The government has announced $117.8 million over four years in funding increases to RNZ and NZ On Air in the wake of the scrapped public media merger.
Broadcasting Minister Willie Jackson said RNZ would receive an annual increase of $25.7m to ensure it was financially sustainable for the future.
"This investment will strengthen news and current affairs coverage through a free multi-media digital platform to reach new audiences, expand regional coverage to be truly national, establish a new initiative to prioritise Māori and Pacific content and support RNZ to deliver civil defence lifeline emergency communications," Jackson said in a statement.
The RNZ/TVNZ merger was abandoned in February, with Prime Minister Chris Hipkins announcing RNZ and NZ On Air would receive a funding boost to strengthen its public media role.

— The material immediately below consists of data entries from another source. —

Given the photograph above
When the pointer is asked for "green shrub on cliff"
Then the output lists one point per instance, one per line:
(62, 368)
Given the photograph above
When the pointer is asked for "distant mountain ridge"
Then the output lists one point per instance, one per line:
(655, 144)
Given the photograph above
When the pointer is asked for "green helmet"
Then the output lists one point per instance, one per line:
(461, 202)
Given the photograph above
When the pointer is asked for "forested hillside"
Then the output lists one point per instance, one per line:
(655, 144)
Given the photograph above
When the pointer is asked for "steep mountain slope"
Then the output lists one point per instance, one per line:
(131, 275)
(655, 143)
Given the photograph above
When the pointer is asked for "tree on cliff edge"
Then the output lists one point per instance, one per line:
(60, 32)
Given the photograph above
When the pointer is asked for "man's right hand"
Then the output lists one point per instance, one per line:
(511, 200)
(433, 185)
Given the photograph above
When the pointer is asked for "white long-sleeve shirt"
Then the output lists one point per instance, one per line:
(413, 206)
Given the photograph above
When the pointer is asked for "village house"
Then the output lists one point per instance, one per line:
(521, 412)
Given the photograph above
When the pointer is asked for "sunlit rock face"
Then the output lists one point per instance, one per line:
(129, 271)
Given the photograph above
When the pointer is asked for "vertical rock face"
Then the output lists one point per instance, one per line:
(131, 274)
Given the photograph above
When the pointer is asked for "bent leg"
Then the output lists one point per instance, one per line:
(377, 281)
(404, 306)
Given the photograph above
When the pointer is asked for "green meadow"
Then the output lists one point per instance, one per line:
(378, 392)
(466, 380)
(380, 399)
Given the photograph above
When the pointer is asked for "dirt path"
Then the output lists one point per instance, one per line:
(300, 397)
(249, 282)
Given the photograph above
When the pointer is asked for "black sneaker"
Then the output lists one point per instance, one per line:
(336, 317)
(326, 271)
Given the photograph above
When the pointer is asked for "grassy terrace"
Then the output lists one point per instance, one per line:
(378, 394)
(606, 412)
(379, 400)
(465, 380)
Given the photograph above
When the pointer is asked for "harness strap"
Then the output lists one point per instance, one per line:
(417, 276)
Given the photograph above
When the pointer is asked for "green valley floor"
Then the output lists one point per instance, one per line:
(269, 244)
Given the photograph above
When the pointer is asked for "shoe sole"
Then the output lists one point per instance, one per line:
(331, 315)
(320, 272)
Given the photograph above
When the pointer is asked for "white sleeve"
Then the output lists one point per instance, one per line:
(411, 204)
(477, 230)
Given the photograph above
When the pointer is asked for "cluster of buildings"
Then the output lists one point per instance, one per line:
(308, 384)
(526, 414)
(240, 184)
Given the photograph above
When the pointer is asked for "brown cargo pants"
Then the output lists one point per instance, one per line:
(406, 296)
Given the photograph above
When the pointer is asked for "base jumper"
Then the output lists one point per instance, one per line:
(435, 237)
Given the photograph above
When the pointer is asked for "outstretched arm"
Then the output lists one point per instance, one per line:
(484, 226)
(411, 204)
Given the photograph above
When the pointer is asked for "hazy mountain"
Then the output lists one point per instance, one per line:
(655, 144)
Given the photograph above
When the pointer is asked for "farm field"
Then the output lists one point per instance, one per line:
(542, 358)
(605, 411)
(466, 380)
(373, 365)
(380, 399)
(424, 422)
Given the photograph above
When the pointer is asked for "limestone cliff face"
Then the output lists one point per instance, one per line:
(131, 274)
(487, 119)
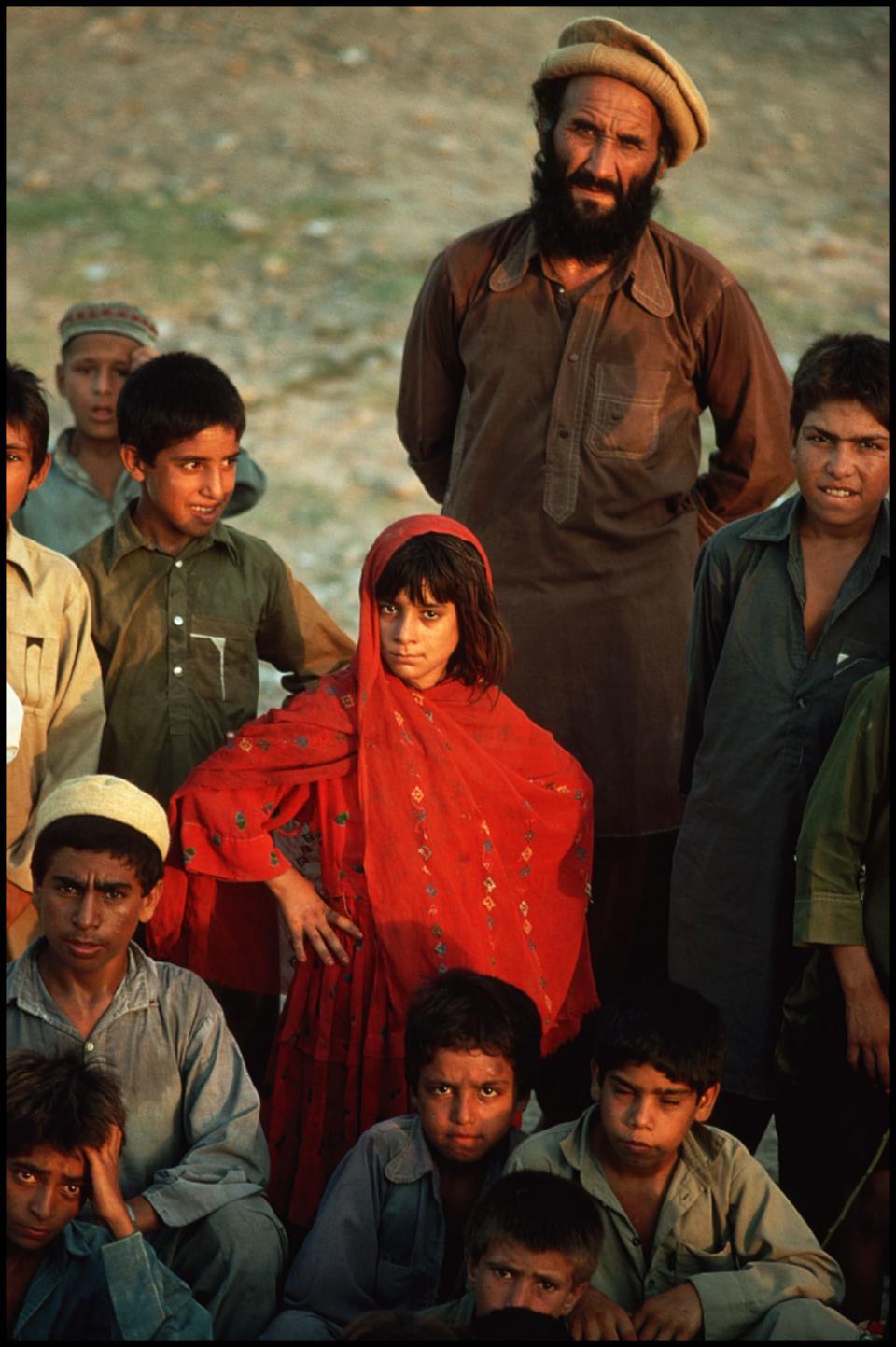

"We have listened to New Zealanders and now is not the right time to restructure our public media," Jackson said.
"However, the changing media landscape, increased competition, changing audience demands, and declining revenue pressures facing our public media are not going away."
The minister said it would mean a total saving of $364.7m over four years compared to merging RNZ and TVNZ.
The cost of the aborted public media merger is being put at $19.6m, almost 60 percent of which was spent on contractors and consultants.
The announcement said RNZ's annual increase of $25.7m was for three areas:
- $12m for RNZ to maintain public media services
- $12m for a new digital platform
- $1.7m for AM transmission
Jackson told RNZ's Midday Report the digital investment was about strengthening its news and current affairs multimedia platform and reaching new audiences.
"There could be investment in terms of multimedia digital news platform ... it's been explained to us, and I think that's a great investment."
NZ On Air will receive a $10m increase for 2023/24 which will focus on reaching new audiences.
"The funding will support the creation of high-quality content that better represents and connects with audiences such as Māori, Pasifika, Asian, disabled people and our rangatahi and tamariki. It is vital that all New Zealanders are seeing and hearing themselves in our public media," Jackson said.
The $1.7m per year for AM transmission would ensure lifeline services could be provided on platforms people can access during times of emergency.
"As we have seen over the past few years, and in particular during the recent severe weather events, RNZ is a crucial lifeline utility in civil defence emergencies and is one of the places New Zealanders can turn to for reliable, up-to-date, accurate, and emergency information.
RNZ board chairman Dr Jim Mather said it was recognition of the crucial role it played in the public media sector at a time of much change.
"The increase will ensure we can protect what audiences love now but also strengthen what we do, allowing us to innovate and better serve Aotearoa New Zealand and the wider Pacific."
The board was working on a new strategy to help prioritise how the funding was invested, he said.
RNZ chief executive Paul Thompson said the funding came at a time of significant pressure on all media organisations and reflected the importance of supporting and preserving New Zealand's diverse stories and culture.
"Our ability to collaborate with others means we are very well positioned to provide a resilient and comprehensive service to connect and inform New Zealanders while also supporting the wider media sector," Thompson said.
Jackson said he had been told RNZ was looking at spending $2-3m to strengthen Māori and Pacific content.
It had been making "every attempt" to fulfil its obligations to Te Tiriti and its charter but could do better, he told Midday Report.
"When I listen to the broadcasters speaking Māori, I think its fantastic actually, I never thought I would hear that on national radio. Could they do better? Of course, and they would admit that, and that's what this funding investment is all about."